Community summit provides information on crime issues


Photo: Attendees listen to presentations on crime issues in DeSoto County at Thursday’s Community Summit. (Bob Bakken/DeSoto County News)

The proliferation of illegal drugs and the growing threat of gangs and gang violence were two topics at a congregational summit held Thursday at Longview Heights Baptist Church in Olive Branch.

Participants in the two-hour session heard presentations from the Southaven, Horn Lake and Olive Branch Police Departments, the DeSoto County Sheriff’s Department, Juvenile Judge Craig Treadway and Assistant District Attorney Angie Huck, as well as someone involved in gang violence and gang intervention in Memphis as Part of the 901 BLOC Squad.

Captain Scott Evans of the Horn Lake Police Department said drug addicts are always “chasing the kite,” as he put it, always the next “high.”

“They keep putting more, injecting more and snorting more and they could have OD (overdose),” Evans said, adding that the switch from heroin to fentanyl today is being spurred on by drugs from Mexico.

“China actually started supplying it, but they sell the precursors to Mexico,” Evans said. “Mexico makes the pills in powder form and it’s pouring over the border. It’s out there and people are dying from it.”

Capt. Scott Evans, Horn Lake Police Department (Bob Bakken/DeSoto County News)

Evans said there are 394 overdose deaths per year in Mississippi, with a death rate of 13.6 deaths per 100,000 people. According to Evans, that’s a 34 percent decrease from last year. In Arkansas, there were 388 overdose deaths per year, or an overdose death rate of 13.5 per 100,000 people. However, in Tennessee there were 2,089 overdose deaths, or 31.2 deaths per capita.

“That number is 50.72 percent above the national average,” Evans said. “Right now, overdose deaths are as high as diabetes deaths and have exceeded homicide deaths. It’s getting worse every day.”

Juvenile Court Judge Craig Treadway discussed some of the cases his court handles, and drug cases are right there.

“There’s a lot of armed drug-related crime and we take it very seriously, as I know law enforcement does,” Treadway said.

Lt. Mike Cowan of the DeSoto County Sheriff’s Department reminded those present that Mississippi has a “Good Samaritan Law.”

“If you’re with someone and they overdose and you call us for help, we don’t put you in jail,” Cowan said.

Cowan said MPs were equipped with Narcan, an opioid overdose treatment.
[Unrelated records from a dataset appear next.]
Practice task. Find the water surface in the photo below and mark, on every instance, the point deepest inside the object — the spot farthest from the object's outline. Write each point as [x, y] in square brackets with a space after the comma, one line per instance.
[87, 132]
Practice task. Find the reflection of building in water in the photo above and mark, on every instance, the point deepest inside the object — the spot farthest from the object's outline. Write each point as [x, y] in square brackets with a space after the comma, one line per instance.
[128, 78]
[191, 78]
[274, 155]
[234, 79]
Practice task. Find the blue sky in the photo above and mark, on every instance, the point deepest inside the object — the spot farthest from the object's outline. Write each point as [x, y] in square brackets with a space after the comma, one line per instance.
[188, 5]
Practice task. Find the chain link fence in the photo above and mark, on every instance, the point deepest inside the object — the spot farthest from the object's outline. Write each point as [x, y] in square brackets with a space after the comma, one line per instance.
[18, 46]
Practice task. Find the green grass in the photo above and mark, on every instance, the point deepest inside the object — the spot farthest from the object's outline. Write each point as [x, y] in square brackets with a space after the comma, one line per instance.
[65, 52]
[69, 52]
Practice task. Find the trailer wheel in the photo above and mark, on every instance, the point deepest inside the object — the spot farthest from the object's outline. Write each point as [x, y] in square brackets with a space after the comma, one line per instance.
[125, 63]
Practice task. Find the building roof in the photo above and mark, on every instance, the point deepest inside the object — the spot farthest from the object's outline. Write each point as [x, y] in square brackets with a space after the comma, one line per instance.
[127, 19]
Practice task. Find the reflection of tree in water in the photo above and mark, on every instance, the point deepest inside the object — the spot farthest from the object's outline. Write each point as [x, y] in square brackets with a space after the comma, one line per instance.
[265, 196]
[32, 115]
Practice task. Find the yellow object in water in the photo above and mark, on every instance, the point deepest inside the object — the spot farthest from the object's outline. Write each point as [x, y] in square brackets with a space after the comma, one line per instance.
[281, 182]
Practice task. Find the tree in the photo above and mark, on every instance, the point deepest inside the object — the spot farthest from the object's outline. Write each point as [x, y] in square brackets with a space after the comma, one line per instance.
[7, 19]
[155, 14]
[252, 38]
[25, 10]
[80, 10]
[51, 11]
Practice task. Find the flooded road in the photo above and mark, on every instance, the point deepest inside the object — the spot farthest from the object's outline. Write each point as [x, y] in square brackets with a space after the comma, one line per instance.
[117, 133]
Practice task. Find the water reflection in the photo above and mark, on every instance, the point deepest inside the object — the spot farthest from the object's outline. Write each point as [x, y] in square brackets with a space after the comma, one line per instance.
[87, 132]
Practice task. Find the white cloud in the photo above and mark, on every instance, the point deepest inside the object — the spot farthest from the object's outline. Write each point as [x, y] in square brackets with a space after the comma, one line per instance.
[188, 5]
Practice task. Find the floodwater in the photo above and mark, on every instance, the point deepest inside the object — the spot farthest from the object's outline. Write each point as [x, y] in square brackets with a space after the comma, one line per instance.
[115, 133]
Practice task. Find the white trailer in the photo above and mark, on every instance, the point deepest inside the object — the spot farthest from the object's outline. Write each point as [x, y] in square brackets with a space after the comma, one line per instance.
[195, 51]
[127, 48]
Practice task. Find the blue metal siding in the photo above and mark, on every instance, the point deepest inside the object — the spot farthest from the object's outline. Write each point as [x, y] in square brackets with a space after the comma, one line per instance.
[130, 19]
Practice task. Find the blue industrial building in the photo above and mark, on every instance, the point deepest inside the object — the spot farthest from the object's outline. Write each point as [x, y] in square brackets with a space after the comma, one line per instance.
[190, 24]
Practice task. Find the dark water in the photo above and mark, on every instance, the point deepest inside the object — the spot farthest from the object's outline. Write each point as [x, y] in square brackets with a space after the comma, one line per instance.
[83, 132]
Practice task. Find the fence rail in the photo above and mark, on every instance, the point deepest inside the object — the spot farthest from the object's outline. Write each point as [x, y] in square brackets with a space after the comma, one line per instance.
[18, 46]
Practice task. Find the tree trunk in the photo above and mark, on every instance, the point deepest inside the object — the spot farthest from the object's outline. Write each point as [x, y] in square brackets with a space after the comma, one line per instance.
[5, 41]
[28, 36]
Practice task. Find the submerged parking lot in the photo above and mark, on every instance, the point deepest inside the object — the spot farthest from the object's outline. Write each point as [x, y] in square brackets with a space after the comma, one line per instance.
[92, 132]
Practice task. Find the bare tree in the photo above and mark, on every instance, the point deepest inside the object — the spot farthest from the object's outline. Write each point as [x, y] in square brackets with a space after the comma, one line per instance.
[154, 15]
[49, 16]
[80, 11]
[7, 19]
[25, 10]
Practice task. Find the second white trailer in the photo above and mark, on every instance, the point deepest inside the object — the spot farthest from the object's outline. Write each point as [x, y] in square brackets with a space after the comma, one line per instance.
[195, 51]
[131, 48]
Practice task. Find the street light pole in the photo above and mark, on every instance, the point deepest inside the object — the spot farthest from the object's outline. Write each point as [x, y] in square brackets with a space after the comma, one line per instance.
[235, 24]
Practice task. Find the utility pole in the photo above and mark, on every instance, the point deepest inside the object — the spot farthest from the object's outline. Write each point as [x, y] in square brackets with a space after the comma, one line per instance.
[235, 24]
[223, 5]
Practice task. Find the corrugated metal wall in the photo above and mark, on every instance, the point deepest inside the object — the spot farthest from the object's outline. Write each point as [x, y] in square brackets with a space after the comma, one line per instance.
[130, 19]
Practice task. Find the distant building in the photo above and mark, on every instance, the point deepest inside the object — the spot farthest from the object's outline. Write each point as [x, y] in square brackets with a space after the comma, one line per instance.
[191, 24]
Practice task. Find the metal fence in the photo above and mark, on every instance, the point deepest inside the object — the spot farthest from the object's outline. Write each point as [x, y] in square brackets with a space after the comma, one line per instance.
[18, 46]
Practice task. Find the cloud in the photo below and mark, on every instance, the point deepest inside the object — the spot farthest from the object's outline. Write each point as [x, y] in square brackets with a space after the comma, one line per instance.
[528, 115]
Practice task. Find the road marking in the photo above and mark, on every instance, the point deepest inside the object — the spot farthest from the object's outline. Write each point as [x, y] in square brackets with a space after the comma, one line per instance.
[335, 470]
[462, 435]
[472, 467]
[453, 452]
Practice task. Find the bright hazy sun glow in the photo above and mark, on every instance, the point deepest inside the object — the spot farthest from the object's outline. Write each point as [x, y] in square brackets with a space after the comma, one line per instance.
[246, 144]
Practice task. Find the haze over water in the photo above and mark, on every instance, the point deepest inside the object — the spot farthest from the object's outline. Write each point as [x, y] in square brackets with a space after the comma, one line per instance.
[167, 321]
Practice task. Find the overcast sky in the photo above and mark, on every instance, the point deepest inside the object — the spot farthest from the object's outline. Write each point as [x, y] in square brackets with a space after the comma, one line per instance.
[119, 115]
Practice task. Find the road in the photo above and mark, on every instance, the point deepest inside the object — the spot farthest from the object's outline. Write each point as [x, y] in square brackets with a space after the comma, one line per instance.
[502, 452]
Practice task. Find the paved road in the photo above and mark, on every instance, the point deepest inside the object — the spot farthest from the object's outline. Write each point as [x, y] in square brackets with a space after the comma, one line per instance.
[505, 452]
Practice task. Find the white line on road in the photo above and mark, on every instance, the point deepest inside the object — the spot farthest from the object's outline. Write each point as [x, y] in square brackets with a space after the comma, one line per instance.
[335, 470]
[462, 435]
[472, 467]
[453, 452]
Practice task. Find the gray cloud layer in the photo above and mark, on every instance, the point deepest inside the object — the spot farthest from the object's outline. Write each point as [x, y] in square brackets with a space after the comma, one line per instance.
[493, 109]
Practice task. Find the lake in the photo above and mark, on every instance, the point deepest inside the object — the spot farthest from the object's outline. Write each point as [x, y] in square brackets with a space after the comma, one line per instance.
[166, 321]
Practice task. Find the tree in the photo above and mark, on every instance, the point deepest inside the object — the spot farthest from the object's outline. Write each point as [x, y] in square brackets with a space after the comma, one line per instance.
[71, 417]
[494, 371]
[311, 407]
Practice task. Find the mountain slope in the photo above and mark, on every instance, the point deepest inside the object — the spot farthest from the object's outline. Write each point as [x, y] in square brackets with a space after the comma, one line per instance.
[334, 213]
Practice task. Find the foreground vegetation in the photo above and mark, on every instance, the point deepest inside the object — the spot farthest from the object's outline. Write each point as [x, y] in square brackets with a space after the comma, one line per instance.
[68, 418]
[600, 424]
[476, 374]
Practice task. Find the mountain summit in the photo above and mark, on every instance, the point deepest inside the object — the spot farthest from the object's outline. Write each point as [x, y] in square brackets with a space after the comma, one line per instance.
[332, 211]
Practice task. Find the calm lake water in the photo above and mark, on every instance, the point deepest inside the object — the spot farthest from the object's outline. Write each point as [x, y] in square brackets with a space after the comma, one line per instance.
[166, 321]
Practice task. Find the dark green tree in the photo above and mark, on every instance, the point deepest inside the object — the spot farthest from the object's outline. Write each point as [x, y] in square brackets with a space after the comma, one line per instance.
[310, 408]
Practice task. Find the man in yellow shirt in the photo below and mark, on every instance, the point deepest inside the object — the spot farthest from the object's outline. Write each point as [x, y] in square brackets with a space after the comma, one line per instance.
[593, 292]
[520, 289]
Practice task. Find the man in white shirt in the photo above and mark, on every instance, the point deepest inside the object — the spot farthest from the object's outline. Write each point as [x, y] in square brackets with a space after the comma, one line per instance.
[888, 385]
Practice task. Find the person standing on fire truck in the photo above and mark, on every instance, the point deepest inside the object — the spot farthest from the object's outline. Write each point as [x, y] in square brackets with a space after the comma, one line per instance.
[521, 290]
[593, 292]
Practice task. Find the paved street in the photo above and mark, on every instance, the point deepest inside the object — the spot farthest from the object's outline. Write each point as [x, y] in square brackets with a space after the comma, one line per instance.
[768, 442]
He also said there’s a product called Deterra that he thinks can neutralize prescription drugs used to make opioids.

Deterra packaging that allows prescription drugs to be neutralized before being disposed of. (Bob Bakken/DeSoto County News(

“If you have a prescription drug that you no longer use, we want you to get rid of it. Deterra packages are very easy to use. You throw in a certain number of pills, fill them with water and shake them, and then throw them away. It is safe, it prevents groundwater contamination.”

Cowan said Deterra packs are available for free at the sheriff’s headquarters in Hernando.

DA’s Angie Huck said sex crimes happen in DeSoto County.

“It happens here, it happens everywhere, it’s people you know and it’s people you wouldn’t know,” Huck said. “You have to be aware of that.”

Huck said the top sex crimes are child incitement and child exploitation.

She added that parents need to be very aware of a child’s social media traffic.

Angie Huck, Assistant District Attorney. (Bob Bakken/DeSoto County News)

“Social media is the devil,” Huck said. “It is very easy for predators to manipulate your child. It’s a real problem.

Delvin Lane is the founder of the 901 BLOC Squad and said the MidSouth is a major corridor for gang activity coming from either the West Coast or the Midwest.

“The gangs are here,” Lane said. “To know what’s going on, get curious. If you want to protect DeSoto County, play your part, play your part. Find out how to protect these gangs with something called love.”

Captain Alex Fennell of the Southaven Police Department’s Investigative Service said car and commercial burglaries are currently trending in the area. Fennell warned against leaving valuables in vehicles, particularly in parking lots where distribution centers and sports clubs are located.

“Bring in your valuables or anything important,” Fennell said.

Deputy Chief of Police for the Olive Branch Police Department Bill Cox spoke out about domestic violence.

“We really need to come together as a community to do something about domestic violence,” Cox said.